For this reason we thought this week we should spend time organising the photos on your phone!
One simple way to backup up your smartphone photos is to let your phone send everything to the cloud. The problem with the cloud though, is that most of us have limited cloud storage, particularly that free cloud storage that comes with Apple or Google accounts. Also, if you have limited storage on your phone then it's likely that you will eventually run out of memory on your device regardless of your backup options.
For this reason I prefer to go through my phone once every few months and transfer to my computer any photos I want to keep while deleting those other photos I don’t need anymore - particularly the dozens of photos I made while trying to get a good pic of your dog, or those dumb photos I made at a party.
Working through your phone to save photos while deleting others is good practice for several reasons. As mentioned, it does free up memory on your phone but it also makes it easier to find photos when you do want to show someone some photos. This task is made even easier if you start creating albums in your phones photo app (as you might guess, I have an album devoted to my dog).
Putting your photos onto your main computer, and ultimately a back up drive (or two) gives you a chance to protect your phone photos for the long haul.
Day 19 - Portraits through a window
The current social distancing rules might be stopping us from photographing people on location or in studios, but what about shooting portraits through windows? With a little bit of organisation you can encourage a friend or neighbour to pose in a window of their house, and the results can be really engaging.
Making portraits through a window offers a mix of interesting elements. Firstly, with the subject looking outwards you will likely have good light on the subject’s face. The elements within and around the window can also add to the story, be it curtains, the window frame or even the cladding of the house.
One of the most engaging “second elements” when photographing through a window though, can be the reflections in the window itself. If you get low with the camera, then chances are you will be looking at a reflection of the sky, and depending on the time of day you might have blue sky with clouds, or the warm tones of sunset overlaying the portrait.

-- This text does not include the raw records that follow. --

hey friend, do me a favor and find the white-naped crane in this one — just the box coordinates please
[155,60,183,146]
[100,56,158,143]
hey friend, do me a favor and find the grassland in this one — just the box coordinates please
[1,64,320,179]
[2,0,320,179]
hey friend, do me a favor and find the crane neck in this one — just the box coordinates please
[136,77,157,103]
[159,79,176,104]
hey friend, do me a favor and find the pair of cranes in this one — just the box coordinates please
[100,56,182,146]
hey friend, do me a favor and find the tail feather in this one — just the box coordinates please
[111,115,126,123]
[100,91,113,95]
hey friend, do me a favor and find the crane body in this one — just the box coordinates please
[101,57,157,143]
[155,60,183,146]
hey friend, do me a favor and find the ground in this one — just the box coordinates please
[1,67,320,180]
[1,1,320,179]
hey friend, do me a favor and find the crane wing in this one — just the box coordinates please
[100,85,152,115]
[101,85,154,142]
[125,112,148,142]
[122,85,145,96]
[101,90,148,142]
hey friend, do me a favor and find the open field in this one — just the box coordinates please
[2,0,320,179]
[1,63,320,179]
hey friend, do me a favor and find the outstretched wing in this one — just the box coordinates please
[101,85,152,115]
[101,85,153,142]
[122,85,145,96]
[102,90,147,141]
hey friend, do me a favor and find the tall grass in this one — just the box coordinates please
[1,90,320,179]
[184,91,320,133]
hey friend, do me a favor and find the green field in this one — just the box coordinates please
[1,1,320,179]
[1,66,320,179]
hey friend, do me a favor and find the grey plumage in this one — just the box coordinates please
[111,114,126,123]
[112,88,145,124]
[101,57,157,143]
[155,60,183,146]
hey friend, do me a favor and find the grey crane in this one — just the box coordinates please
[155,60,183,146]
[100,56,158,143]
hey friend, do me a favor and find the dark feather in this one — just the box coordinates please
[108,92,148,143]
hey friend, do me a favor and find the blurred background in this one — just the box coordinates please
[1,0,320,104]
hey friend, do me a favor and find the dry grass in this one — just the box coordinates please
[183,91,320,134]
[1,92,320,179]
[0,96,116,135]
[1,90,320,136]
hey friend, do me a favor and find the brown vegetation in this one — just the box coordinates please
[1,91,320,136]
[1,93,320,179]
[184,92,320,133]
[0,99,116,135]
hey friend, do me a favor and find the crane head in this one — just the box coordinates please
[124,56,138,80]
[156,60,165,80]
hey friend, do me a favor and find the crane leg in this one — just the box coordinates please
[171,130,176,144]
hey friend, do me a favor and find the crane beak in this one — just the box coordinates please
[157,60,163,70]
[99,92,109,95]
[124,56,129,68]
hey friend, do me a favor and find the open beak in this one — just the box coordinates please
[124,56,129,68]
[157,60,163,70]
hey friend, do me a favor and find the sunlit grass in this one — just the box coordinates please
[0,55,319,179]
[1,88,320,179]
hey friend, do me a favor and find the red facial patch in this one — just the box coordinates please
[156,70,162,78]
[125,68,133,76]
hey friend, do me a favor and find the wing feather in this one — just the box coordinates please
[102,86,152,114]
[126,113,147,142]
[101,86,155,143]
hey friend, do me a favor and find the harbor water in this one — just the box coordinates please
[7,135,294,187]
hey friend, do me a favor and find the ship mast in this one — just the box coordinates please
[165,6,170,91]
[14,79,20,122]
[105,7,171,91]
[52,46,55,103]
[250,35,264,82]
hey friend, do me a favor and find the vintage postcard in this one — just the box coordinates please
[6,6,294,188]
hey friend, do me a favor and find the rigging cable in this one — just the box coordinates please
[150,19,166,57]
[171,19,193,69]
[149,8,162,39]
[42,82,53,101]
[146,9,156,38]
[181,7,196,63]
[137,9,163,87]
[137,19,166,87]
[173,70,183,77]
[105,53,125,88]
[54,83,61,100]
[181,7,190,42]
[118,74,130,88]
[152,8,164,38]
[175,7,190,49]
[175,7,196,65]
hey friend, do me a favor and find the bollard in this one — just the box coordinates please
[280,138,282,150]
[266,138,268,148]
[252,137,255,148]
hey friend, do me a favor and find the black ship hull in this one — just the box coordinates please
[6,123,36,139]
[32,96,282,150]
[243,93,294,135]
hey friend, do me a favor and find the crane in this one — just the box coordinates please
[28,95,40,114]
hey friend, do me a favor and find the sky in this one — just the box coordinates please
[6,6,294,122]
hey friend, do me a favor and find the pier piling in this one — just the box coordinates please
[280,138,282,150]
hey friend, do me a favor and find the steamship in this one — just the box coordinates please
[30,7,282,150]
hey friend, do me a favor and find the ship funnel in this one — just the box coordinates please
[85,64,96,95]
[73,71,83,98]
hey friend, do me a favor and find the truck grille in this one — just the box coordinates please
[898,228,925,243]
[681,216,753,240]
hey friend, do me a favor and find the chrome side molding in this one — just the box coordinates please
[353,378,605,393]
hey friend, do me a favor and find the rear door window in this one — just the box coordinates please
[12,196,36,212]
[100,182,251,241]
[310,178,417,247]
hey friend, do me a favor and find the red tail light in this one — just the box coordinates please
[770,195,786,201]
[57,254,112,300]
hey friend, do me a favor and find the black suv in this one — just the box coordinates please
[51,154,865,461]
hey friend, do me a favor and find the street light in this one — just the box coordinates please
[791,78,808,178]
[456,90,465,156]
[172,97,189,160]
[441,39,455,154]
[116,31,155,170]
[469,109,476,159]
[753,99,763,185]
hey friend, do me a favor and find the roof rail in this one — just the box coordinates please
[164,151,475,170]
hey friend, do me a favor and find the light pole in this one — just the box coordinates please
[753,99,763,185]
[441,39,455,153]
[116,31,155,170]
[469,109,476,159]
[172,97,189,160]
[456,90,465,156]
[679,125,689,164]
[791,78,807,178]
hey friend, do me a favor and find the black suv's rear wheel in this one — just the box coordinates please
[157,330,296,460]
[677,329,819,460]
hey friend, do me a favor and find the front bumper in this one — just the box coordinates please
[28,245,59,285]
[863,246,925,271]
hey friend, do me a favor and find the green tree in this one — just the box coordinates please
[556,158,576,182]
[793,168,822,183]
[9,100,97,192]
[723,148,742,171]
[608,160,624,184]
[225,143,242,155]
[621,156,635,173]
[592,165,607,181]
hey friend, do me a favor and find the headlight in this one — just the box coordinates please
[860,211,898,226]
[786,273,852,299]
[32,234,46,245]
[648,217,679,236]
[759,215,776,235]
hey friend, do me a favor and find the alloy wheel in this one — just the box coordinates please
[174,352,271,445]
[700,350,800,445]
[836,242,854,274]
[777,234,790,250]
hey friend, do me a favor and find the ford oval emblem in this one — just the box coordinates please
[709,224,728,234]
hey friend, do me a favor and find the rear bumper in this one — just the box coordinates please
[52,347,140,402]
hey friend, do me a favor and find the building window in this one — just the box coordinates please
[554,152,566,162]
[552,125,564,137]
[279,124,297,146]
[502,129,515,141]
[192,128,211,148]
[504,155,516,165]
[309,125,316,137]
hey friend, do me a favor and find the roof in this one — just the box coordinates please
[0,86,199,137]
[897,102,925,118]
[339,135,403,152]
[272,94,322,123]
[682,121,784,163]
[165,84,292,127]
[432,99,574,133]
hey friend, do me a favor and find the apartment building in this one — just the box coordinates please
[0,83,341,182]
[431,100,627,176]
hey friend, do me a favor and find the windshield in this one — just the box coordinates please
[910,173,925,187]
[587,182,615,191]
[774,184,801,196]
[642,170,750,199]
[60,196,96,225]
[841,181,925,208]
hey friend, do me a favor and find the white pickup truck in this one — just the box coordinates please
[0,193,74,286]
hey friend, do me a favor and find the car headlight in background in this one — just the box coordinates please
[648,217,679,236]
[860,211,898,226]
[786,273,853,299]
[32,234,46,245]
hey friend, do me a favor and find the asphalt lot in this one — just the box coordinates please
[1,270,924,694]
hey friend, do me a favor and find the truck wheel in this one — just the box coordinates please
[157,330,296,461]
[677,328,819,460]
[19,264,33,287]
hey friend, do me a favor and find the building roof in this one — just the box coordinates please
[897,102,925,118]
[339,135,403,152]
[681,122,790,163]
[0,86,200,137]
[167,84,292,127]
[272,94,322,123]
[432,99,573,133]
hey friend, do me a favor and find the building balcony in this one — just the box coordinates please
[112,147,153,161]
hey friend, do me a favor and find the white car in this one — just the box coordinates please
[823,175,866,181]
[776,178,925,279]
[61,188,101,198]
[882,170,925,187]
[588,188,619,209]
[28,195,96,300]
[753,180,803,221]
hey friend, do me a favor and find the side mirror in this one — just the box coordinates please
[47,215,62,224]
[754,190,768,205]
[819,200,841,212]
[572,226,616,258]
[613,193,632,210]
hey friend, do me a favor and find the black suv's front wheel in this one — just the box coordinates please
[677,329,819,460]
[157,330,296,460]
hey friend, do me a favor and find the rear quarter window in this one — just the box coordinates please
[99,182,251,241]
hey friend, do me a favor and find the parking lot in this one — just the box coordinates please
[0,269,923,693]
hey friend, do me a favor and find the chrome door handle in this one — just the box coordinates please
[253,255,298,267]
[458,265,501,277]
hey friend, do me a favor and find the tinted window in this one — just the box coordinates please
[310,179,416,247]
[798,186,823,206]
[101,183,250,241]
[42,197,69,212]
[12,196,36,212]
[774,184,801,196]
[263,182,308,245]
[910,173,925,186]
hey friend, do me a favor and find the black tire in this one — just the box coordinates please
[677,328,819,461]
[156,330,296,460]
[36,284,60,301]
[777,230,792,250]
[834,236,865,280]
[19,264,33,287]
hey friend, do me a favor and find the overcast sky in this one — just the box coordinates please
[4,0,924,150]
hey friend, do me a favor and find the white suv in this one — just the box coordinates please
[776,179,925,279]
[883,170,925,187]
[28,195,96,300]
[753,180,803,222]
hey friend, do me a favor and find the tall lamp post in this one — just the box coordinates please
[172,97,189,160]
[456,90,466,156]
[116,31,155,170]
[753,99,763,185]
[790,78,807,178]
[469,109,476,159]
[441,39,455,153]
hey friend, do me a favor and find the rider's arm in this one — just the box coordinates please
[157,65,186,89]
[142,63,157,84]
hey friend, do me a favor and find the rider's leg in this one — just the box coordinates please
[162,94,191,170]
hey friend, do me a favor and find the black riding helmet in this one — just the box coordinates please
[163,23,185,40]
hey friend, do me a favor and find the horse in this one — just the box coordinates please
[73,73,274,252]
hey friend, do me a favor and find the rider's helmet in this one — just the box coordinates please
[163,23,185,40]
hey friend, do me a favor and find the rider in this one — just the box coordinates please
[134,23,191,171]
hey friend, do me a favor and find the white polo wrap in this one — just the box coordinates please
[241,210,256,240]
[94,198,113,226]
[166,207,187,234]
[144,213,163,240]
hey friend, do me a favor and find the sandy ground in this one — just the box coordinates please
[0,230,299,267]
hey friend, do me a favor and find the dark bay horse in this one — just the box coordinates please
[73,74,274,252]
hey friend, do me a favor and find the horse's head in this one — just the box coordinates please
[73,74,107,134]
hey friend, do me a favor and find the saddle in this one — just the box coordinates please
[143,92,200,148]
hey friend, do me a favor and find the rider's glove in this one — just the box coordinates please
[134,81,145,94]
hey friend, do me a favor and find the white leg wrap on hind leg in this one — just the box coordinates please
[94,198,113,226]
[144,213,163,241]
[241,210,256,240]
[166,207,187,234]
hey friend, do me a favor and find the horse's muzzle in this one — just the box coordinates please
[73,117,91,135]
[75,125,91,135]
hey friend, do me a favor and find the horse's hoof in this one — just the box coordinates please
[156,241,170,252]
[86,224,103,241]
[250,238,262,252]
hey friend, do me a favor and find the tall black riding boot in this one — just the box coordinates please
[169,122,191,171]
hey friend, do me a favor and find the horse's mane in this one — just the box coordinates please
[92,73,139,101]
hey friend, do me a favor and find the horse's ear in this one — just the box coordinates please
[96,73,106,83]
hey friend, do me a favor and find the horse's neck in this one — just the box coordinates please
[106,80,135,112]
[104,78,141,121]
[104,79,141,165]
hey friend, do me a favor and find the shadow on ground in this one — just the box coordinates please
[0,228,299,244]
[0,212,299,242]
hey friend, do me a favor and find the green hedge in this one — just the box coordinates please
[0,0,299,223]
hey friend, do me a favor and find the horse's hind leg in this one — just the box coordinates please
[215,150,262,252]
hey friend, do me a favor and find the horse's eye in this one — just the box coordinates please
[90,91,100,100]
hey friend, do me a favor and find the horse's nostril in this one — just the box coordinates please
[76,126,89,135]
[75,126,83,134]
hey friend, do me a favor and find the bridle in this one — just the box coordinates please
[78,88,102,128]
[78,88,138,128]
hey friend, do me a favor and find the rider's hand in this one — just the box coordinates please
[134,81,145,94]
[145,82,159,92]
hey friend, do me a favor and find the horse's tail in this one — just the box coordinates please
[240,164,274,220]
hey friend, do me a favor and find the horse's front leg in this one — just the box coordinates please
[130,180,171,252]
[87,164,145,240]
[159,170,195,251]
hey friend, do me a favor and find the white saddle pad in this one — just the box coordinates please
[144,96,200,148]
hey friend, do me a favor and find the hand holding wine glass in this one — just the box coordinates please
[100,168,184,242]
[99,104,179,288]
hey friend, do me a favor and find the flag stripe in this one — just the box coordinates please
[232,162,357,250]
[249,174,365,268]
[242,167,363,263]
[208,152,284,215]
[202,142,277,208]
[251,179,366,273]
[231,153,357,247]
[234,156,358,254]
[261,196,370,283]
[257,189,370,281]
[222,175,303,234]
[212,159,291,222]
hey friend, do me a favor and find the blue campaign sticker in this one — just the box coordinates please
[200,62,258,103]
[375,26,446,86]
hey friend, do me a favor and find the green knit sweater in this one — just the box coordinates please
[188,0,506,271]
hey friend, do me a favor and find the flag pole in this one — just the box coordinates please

Depending on the conditions of the day you might even have raindrops on the window, which can also be an interesting overlay to your subject.
The only challenge when making a portrait of someone who’s on the other side of a window is communicating with them, but if you ask them to put there mobile phone next to the window in speaker mode you give directions using your phone.
Given that the lockdown is potentially going to go on for another month, you could actually make a project of these window portraits. You could even try making the same portrait at different times of the day, just for the sake of seeing how light changes can change the feel of a photograph.
Day 20 - Print a photo
Now that we have had you making portraits of your neighbours and enjoying old photos on your smartphone, how about taking the opportunity to print one or two of these photos!?
Years ago the majority of photographs we made were would be turned into prints, in fact many one-hour labs went through kilometres worth of photographic paper every week just printing our films. It was a wonderfully tangible way of enjoying our photos, particularly on those occasions when we would sit around in a group passing prints to one another.
With the digital age we have lost that hands on approach to celebrating our photography, in part because it is so easy to look at photographs on a screen.
If you have got a printer at home though, it is a worthwhile exercise to occasionally make a print, even if it is just to ensure your computer softwares is still talking to your printer, and that the calibration between your monitor and printer is relatively accurate. Besides, the opportunity to tape a few photos onto the fridge door might just liven up the mood in your house.